Views are only visible to application programs and do not affect other parts of your system, such as schema management or data integrity checks (such as referential integrity). They may also be used for security purposes.
For example, you might create a view that shows only those rows from one table whose columns match some condition(s). Views provide an alternative way for applications running on different servers within a single database instance to share information easily without having to know about each other’s structures or limitations on which fields are available in what order (e.g., primary key versus foreign keys).
Along with data abstraction, it is also good to have knowledge about recursion in data structure.
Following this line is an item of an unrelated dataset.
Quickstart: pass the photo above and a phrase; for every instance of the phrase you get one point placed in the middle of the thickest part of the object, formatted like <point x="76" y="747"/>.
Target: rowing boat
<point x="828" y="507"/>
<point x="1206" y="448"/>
What is recursion in data structure?
When a function calls a duplicate of itself to work on a smaller problem, recursion is the result. Any function that calls itself is referred to as a recursive function, and the calls made by such functions are known as recursive calls. There are numerous recursive calls involved in recursion. However, it’s crucial to impose a recursion termination condition. Although recursive code is shorter than iterative code, it is more cryptic.
Recursion in data structure cannot be used for every problem, but it is more beneficial for tasks that can be broken down into related subtasks. Recursion can be used to solve sorting, searching, and traversal issues.
Conclusion
Well, this was all about data abstraction in DBMS. We hope that you found this article of ours to be informative and knowledgeable, and that it expanded your information base about what data abstraction in DBMS is!